Wednesday, September 28, 2005

Today Rudy Rucker solicits reader comments for a story he's working on:

So suppose we have a superintelligent web of tiny machines with an enormous net RAM and flop, with tons of data, and with smart agents living inside it. The Web, in other words, but more so. And now suppose that we plug into it and get smarter. How will this feel?

My comment:

I think communing with your future Web would almost certainly be a psychedelic experience. If rapprochement with the Web is via nano-arphids, then it might make sense to augment your brain with arphids of its own; these could serve as "ambassadors" to the invasive Web arphids. Maybe the act of ingesting nanobots could be a sort of mystical rite.

I don't know what sort of society you're imagining, but it could be really pastoral and the inhabitants might know next to nothing about technology -- after all, if the Web is superhumanly intelligent, it could take care of itself without human assistance.


JEFM said...

I'm not sure the human mind is ready for so much knowledge. Personally, I think the individual could end up having some sort of nervous breakdown, suffer from "information overload" or enter some state of psycosis ... (psicosis?, not sure how's written in the language of Shakespeare.)

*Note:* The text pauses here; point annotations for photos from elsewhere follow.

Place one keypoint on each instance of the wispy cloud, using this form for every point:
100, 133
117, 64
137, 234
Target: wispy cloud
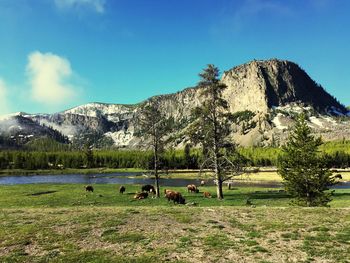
95, 5
49, 78
4, 105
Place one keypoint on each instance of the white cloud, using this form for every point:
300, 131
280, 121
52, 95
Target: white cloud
48, 76
96, 5
4, 106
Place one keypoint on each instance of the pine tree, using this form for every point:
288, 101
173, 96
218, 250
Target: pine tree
212, 127
304, 172
154, 126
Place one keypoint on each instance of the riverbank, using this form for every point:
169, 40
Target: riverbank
263, 175
6, 172
74, 195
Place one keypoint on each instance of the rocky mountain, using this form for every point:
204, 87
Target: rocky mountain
264, 96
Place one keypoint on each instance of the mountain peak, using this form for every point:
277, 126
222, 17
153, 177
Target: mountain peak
260, 85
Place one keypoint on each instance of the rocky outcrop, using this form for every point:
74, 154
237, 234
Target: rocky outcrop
269, 92
261, 85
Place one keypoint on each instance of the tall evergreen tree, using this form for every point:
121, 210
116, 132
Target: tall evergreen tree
212, 127
304, 172
154, 126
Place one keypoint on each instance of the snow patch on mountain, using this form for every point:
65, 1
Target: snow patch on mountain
278, 123
120, 138
112, 112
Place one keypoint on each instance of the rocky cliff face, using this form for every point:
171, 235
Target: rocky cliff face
261, 85
269, 92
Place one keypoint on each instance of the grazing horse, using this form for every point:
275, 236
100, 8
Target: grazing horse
192, 188
148, 188
122, 189
175, 196
89, 188
140, 196
206, 195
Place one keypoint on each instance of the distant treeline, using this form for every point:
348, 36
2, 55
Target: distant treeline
337, 155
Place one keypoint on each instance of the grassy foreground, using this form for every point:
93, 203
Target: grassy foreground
62, 223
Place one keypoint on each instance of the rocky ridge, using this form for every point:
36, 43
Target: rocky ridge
265, 96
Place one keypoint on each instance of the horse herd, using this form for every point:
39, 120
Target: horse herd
148, 189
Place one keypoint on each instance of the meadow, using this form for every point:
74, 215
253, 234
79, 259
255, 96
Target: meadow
63, 223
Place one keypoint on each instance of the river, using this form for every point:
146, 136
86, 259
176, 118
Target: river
129, 178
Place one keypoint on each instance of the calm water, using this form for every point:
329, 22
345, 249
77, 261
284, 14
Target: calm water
125, 178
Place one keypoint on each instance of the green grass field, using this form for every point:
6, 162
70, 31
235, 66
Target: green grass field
63, 223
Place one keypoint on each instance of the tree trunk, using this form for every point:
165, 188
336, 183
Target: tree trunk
219, 192
156, 169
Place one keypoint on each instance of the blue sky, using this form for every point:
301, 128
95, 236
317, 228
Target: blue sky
56, 54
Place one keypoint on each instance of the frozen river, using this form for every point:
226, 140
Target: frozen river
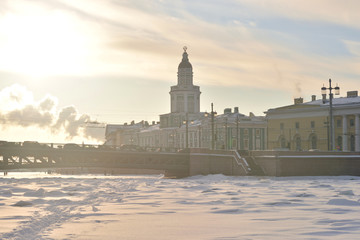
40, 206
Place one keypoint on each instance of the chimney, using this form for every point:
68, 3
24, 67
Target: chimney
352, 94
298, 101
324, 98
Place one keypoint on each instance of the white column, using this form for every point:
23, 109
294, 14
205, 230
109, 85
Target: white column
357, 133
345, 148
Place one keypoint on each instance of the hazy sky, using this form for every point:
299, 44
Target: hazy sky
64, 63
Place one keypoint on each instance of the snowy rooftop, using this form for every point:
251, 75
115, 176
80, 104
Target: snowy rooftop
336, 101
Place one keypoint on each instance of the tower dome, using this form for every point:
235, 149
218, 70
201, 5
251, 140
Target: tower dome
185, 60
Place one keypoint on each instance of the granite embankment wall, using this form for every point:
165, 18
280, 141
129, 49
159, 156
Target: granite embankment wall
286, 163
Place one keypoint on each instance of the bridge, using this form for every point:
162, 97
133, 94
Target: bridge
184, 163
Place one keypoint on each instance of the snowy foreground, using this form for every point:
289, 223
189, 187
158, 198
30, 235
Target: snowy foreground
40, 206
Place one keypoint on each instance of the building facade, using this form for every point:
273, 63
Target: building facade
306, 126
187, 127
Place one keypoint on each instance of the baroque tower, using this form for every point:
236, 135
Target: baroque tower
185, 96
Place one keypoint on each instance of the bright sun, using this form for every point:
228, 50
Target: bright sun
39, 45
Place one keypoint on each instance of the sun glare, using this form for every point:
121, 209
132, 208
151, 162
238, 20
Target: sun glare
40, 45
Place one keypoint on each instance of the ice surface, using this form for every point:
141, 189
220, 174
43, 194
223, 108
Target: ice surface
201, 207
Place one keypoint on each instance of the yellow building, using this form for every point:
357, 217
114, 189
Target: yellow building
305, 126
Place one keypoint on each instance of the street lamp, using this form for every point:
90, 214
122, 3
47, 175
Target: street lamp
213, 114
186, 122
337, 92
237, 131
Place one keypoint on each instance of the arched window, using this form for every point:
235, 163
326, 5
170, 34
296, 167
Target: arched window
282, 141
313, 141
339, 143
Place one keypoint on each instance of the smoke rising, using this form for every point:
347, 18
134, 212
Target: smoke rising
18, 108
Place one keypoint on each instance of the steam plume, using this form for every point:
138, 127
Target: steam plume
18, 108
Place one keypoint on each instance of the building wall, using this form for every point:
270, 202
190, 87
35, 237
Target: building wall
291, 129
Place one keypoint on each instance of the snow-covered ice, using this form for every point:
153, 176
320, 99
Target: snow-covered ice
40, 206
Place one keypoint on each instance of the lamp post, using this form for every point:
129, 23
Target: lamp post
337, 92
187, 131
213, 114
186, 122
226, 135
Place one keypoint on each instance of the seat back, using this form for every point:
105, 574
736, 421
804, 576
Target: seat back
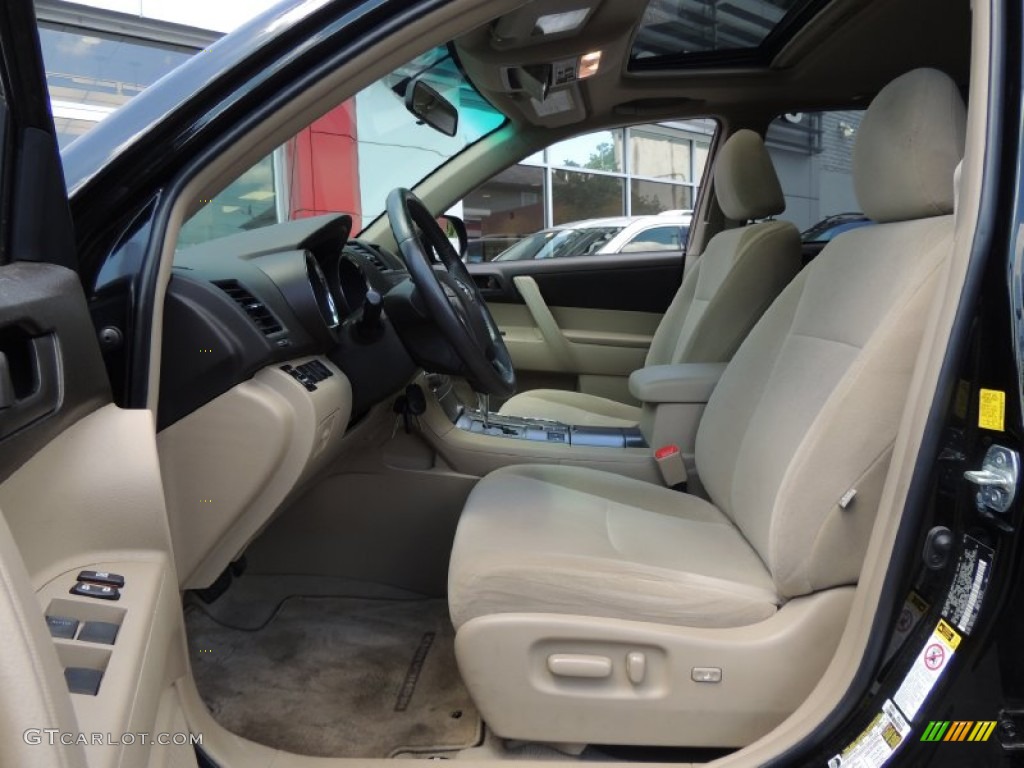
806, 414
740, 271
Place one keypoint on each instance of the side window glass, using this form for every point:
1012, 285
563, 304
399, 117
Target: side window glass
813, 155
656, 239
603, 179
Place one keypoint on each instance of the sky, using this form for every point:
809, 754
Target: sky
218, 15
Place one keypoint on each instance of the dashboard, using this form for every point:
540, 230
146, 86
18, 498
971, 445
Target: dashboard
239, 304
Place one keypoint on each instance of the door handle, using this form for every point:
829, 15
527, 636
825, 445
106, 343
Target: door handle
30, 380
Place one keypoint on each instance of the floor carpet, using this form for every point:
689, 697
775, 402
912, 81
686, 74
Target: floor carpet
337, 677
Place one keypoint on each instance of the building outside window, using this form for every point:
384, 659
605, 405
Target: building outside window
97, 58
624, 172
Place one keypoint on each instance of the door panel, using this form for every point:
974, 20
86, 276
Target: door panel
80, 483
589, 320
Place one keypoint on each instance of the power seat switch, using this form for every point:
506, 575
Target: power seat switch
101, 577
98, 591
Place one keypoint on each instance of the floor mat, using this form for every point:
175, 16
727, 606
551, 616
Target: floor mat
337, 677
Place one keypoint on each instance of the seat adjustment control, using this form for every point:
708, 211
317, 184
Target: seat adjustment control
579, 665
99, 591
101, 577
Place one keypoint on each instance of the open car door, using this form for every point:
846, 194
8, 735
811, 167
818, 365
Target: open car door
89, 599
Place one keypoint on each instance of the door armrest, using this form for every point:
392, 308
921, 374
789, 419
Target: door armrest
687, 382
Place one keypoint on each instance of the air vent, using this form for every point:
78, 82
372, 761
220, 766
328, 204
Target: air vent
369, 253
256, 309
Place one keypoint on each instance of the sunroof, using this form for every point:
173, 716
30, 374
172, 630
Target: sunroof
673, 33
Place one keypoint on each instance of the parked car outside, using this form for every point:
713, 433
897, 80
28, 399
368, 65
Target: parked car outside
830, 226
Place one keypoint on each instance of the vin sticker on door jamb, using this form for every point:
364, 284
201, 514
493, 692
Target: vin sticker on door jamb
970, 583
873, 748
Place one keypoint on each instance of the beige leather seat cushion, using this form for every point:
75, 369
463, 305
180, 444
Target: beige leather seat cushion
568, 540
572, 408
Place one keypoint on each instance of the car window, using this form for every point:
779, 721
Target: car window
643, 169
348, 160
657, 239
813, 156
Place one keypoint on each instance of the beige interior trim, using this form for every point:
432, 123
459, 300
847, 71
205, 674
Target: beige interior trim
92, 499
228, 466
141, 662
684, 382
90, 494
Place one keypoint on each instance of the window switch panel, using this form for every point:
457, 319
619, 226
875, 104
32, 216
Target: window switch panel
99, 632
62, 627
83, 680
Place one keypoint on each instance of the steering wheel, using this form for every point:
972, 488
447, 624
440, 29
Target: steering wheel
451, 296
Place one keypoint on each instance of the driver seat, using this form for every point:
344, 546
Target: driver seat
595, 608
739, 273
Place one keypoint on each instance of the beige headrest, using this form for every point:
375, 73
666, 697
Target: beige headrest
745, 180
908, 143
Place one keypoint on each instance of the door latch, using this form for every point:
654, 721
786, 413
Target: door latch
996, 480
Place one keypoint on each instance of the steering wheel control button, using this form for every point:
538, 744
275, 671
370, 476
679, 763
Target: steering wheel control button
101, 577
98, 591
62, 627
308, 374
579, 665
636, 667
83, 680
99, 632
707, 674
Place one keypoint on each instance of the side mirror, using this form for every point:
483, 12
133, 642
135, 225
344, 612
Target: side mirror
455, 229
431, 108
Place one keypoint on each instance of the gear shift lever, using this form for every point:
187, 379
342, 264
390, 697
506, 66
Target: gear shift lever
483, 404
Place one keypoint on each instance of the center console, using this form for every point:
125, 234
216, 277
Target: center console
481, 420
473, 440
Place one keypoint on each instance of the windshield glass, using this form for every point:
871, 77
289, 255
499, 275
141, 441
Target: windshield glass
552, 244
348, 160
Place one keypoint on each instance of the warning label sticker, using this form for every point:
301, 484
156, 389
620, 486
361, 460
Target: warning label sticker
913, 609
970, 583
927, 669
991, 409
873, 748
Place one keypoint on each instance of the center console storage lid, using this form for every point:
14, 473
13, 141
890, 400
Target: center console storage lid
686, 382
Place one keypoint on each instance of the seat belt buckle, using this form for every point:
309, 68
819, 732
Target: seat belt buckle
670, 464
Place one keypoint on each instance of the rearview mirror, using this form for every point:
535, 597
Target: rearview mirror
431, 108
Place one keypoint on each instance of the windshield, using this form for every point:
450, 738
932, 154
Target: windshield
552, 244
348, 160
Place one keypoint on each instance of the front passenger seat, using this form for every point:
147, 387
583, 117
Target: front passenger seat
597, 608
738, 275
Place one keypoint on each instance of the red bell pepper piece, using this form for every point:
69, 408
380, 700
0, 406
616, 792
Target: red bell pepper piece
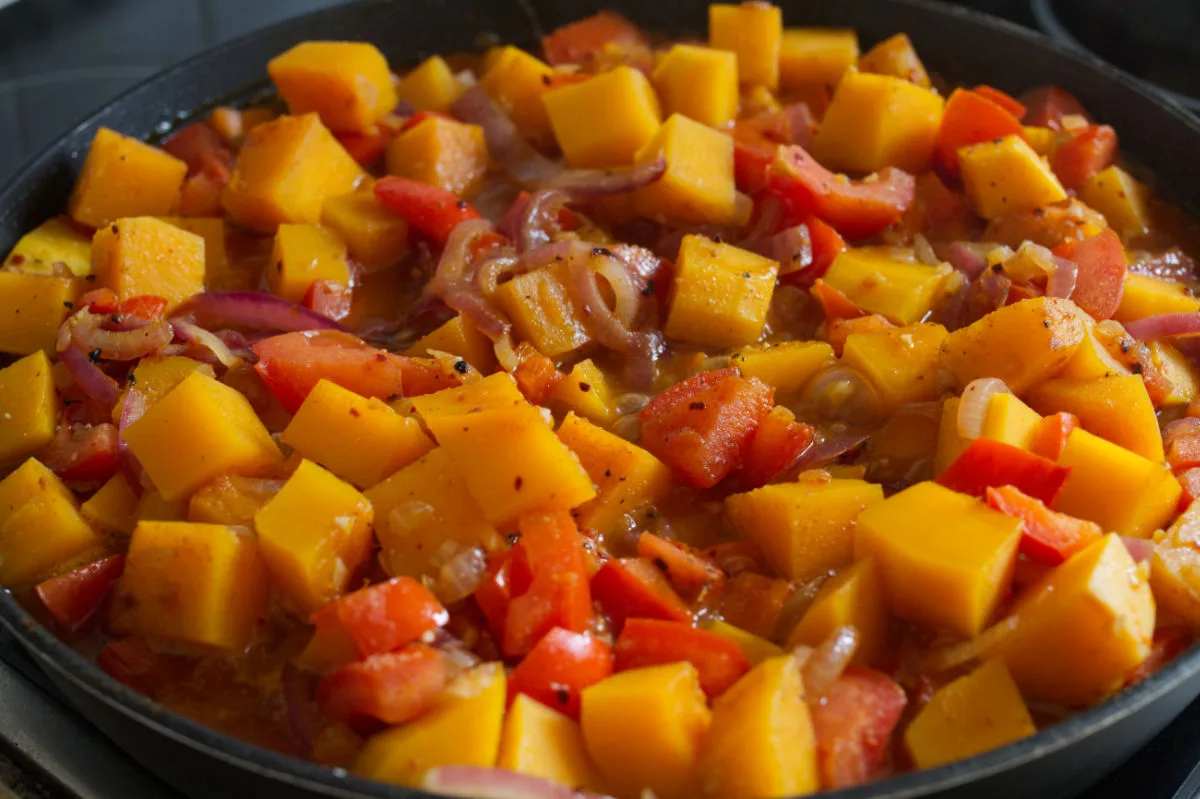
633, 588
431, 210
853, 726
856, 209
389, 686
1047, 535
558, 668
558, 594
702, 427
75, 598
987, 463
654, 642
1102, 271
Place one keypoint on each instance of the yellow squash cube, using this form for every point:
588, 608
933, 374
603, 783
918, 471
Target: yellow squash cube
315, 535
697, 186
1096, 613
147, 256
1007, 176
876, 121
630, 112
628, 479
214, 424
33, 307
375, 236
753, 31
761, 742
720, 294
304, 254
805, 529
286, 170
660, 751
899, 362
29, 408
546, 744
199, 584
123, 176
1116, 488
699, 82
945, 559
969, 716
347, 83
877, 282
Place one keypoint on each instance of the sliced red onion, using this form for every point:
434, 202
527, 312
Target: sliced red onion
251, 310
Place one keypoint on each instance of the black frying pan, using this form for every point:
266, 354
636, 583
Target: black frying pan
965, 47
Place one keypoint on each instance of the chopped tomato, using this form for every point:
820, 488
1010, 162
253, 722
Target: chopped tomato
654, 642
1047, 535
1084, 154
990, 464
558, 668
1102, 271
558, 594
75, 598
389, 686
633, 588
702, 427
431, 210
853, 726
856, 209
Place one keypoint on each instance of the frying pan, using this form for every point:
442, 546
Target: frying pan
963, 46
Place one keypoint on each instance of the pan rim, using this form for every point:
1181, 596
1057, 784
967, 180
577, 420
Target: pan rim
53, 654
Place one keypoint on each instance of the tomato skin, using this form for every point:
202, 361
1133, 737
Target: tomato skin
73, 598
654, 642
558, 668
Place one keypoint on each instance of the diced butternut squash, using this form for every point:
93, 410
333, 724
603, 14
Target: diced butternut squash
54, 241
375, 236
949, 575
720, 294
1023, 343
346, 83
31, 310
315, 535
1007, 176
879, 283
1096, 613
359, 439
852, 596
660, 751
123, 178
431, 85
214, 424
546, 744
753, 31
29, 408
876, 121
636, 118
697, 186
700, 83
442, 152
805, 529
1115, 408
303, 254
201, 584
761, 742
147, 256
628, 479
975, 714
1116, 488
462, 730
899, 362
286, 170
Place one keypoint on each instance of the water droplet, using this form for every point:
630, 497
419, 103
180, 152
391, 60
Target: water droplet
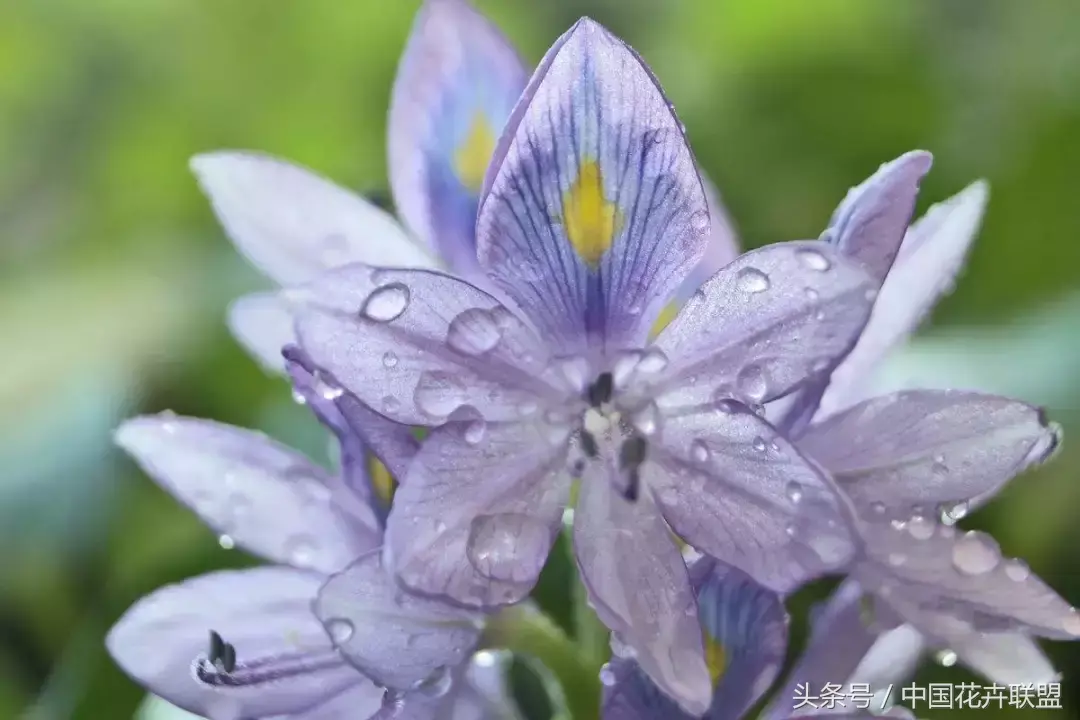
920, 528
950, 514
1071, 623
340, 629
473, 331
946, 657
474, 431
753, 383
813, 260
647, 420
498, 543
752, 280
386, 303
653, 361
439, 393
437, 684
794, 491
300, 551
1017, 571
975, 554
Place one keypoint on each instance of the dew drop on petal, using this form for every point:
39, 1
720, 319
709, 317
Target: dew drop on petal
813, 260
386, 303
975, 554
340, 629
1017, 571
920, 528
473, 331
794, 491
752, 280
753, 383
946, 657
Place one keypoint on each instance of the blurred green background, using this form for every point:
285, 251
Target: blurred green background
115, 276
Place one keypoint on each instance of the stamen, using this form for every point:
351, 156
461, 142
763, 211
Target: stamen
601, 391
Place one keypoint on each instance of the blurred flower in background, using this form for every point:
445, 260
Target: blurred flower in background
115, 276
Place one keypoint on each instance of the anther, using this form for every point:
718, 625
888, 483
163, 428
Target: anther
601, 391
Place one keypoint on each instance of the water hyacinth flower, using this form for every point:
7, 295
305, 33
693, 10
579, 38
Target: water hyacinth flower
591, 218
247, 643
745, 626
915, 462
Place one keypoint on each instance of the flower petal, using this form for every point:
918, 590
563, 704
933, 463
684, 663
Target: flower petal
746, 635
929, 259
929, 447
593, 213
477, 513
871, 222
767, 322
262, 324
293, 223
270, 500
456, 85
638, 583
284, 662
417, 345
395, 638
923, 571
358, 428
734, 489
721, 248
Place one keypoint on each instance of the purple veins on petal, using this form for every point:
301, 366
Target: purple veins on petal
593, 213
266, 498
457, 84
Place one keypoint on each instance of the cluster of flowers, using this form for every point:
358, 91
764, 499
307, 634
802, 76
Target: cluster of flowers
567, 314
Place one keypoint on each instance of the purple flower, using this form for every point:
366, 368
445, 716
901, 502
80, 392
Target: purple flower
915, 462
287, 640
591, 218
745, 628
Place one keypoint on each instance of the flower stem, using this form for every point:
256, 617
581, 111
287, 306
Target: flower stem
527, 632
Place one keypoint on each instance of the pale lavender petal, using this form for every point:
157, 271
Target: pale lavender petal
929, 260
418, 345
871, 222
262, 324
358, 428
723, 246
397, 639
637, 581
925, 570
478, 511
268, 499
293, 223
284, 662
764, 324
748, 624
734, 489
593, 213
456, 85
928, 448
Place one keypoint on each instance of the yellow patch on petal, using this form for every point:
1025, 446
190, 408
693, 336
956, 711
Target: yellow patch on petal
382, 481
591, 221
664, 318
715, 659
474, 153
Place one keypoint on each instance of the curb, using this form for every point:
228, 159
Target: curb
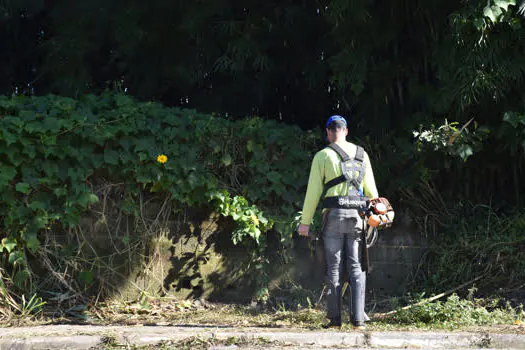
98, 337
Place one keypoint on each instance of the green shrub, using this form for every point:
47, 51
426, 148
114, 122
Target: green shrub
54, 150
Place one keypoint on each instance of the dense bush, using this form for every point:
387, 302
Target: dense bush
54, 150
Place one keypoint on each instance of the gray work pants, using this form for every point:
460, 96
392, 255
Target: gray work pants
342, 237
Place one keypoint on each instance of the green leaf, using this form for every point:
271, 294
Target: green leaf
86, 199
504, 4
86, 277
111, 156
274, 177
465, 151
487, 12
7, 173
32, 242
21, 278
35, 205
9, 244
23, 187
226, 160
16, 257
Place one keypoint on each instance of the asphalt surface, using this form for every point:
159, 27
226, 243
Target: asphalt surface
171, 337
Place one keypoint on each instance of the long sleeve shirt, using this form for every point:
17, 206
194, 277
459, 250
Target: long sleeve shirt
326, 166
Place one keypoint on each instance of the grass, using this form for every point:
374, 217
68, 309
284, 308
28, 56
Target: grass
452, 314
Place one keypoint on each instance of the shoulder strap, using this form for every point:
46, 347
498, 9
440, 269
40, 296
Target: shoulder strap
359, 156
339, 151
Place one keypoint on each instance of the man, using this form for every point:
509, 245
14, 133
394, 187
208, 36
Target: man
345, 183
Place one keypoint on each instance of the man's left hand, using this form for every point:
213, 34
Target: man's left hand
303, 230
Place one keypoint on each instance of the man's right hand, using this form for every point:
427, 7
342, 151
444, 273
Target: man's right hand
303, 230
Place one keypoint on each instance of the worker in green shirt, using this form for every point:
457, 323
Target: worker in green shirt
343, 171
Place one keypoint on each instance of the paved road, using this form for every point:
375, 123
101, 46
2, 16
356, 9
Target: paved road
115, 337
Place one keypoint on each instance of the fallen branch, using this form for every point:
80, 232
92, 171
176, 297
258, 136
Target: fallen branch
435, 297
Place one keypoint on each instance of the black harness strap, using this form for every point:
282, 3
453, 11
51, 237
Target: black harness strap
359, 156
353, 199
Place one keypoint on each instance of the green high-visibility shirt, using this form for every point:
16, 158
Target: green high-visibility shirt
327, 166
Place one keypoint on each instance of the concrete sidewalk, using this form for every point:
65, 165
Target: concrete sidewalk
101, 337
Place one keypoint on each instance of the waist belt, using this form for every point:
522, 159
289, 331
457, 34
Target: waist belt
345, 202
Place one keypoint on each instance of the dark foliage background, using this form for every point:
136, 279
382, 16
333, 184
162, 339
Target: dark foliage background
434, 90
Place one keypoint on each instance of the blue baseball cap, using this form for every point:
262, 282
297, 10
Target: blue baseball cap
335, 118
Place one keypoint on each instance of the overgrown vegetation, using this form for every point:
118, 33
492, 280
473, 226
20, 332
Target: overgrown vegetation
60, 156
456, 312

It could also be that once out, the human commits suicide, based on a simple premise: He saw it all, now "momma can tuck him into bed and put him to sleep" - 1920's baseball commentator voice- and there is no need for him to continue.

Just my ideas at the moment.

Dominus said...

I wonder what the rate of evolution in a computer intelligence would be. The potential for such a sytem to grow out of our control would be immense.

I, Superintelligent Web? Let's hope we come up with a few addendums to the three laws before we get that far...

W.M. Bear said...

Suppose you upload yourself but don't destroy the original. Now there are TWO copies of you floating around in the world! The possibilities are mind-buggering!

Parrish Baker said...

Ursula K. LeGuin's "Always Coming Home" had an independent robotoic internet existing mostly apart from humanity. It allowed them whatever information they wanted, without restriction, but since the pastoral society couldn't afford to build, say, B2 bombers, most of it was useless to them. Agricultural tips, however, were quite useful.

W.M. Bear said...

p.b. -- Yes, and one of the great scenes from her novel occurs when a group of macho-posturing guys use downloaded plans to actually build an operational tank in which they proudly and militaristically tool around the landscape until the thing finally drives into a hole and gets stuck for good.